March 22, 2015
The Nigerian government yesterday announced a 2 percent drop in revenue for the month of February, from N410 billion in January to N401.5 billion this month. Jonah Otunla, the Accountant General of the Federation blamed the drop on lower oil, gas and other revenues. The lower revenue meant that the Federation Accounts Allocation Committee had a lesser sum to share across the tiers of government. Also, it did not save an money in the Excess Crude account, and, interestingly, did not allocated to the Subsidy Reinvestment and Empowerment Programme, popular known as Sure-P.
The lack of money for the programme means it might be nearing its end despite its conceptualization as a social assistance scheme.
Nigeria launched Sure-P in January 2012 in response to the national strike that greeted its withdrawal of petrol subsidy. It had said it would use Sure-P to reinvest its share of the subsidy savings into programmes and initiatives that would ease the pain of subsidy removal. Three years on, however, the government is finding it difficult to fund the programme and reports are that it is considering shutting it down. In December, Chairman Sure-P, Gen. Martin Luther Agwai (rtd) told journalists that shortfall in oil revenue meant leaner pockets for the programme. “The big thing is the issue of shortfall [of oil revenue],” he told journalists in December. “When the coordinating minister for Economy and Minister of Finance presented the proposed budget to National Assembly, the SURE-P budget was N102 billion for next year. I think this year alone, roads and bridges got N104.2 billion. You can see that what only roads and bridges got this year is more than the whole SURE-P budget for next year…. If the trend should continue I don’t know whether there will be SURE-P after next year.”

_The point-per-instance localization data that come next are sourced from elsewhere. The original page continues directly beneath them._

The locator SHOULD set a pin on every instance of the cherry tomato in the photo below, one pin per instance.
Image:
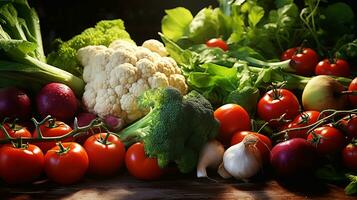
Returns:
(303, 60)
(328, 140)
(277, 102)
(105, 156)
(68, 165)
(302, 120)
(217, 42)
(338, 67)
(349, 156)
(349, 126)
(264, 144)
(15, 131)
(20, 165)
(353, 98)
(232, 118)
(141, 166)
(52, 129)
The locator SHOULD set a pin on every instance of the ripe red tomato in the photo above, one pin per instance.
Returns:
(58, 128)
(141, 166)
(264, 143)
(302, 60)
(217, 42)
(20, 165)
(302, 120)
(105, 157)
(328, 140)
(349, 156)
(349, 125)
(338, 67)
(277, 102)
(66, 166)
(15, 131)
(232, 118)
(353, 98)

The fears of a shutdown are becoming even more real. Yesterday, the Minister of State for Finance, Yuguda told journalists that the government would not give the program the de facto monthly allocation of N35.5 billion for the month of February because of the fall in oil prices. With revenue not expected to climb anytime soon, analysts believe Sure-P may not be getting any other money in the future.

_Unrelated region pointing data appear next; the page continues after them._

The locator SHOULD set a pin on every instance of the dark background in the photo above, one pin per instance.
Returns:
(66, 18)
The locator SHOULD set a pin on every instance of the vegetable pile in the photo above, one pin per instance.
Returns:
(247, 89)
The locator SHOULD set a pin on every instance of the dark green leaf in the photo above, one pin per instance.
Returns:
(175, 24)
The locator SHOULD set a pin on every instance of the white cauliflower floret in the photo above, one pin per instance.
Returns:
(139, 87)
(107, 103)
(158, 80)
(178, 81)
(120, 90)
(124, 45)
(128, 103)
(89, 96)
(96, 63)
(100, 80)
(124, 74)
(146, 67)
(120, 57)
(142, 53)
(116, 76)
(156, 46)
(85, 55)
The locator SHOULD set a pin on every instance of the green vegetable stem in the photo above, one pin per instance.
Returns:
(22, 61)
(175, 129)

The imminent end of Sure-P is particularly good news to the states who have been campaigning for its scrapping. Timothy Odah, the Chairman of the Finance Commissioners Forum, the group of the head of the States’ ministries of Finance, said after the announcement of the February allocation that “the states would like to appeal to President Goodluck Jonathan to allow the scrapping of the Subsidy Reinvestment and Empowerment Programme.” He said with most states in heavy debt due to payment of salaries and completion of projects, the scrapping of the programme would make money available.
There has also been criticism from the National Assembly, which, in 2013, threatened to shut down the program due to allegations of the non remittance of N500 billion dollars saved from subsidy removal as well as worries over transparency and perception of its ineffectiveness. The threat was subsequently abandoned.
Despite the loud calls for its abandonment, Sure-P still has firm supporters who believe it is fulfilling its duty as a social buffer for the masses. Then Chairman of the programme, Christopher Kolade, had in 2013 rebuffed the calls for its shutdown, stating that it was fulfilling its role of special intervention on social and welfare projects. “If, for instance, a road contract was awarded say in 2006 and it is still not finished, by putting some funds from SURE-P, you can accelerate the finishing of that road,” he said. The Programme also displays countless projects ranging from repair and construction of roads and bridges to intervention in unemployment and health problems as evidence of its relevance and effectiveness.
However, regardless of any support or opposition for the programme, Nigeria’s current cash-strapped state means it may lack the needed fund to keep it afloat.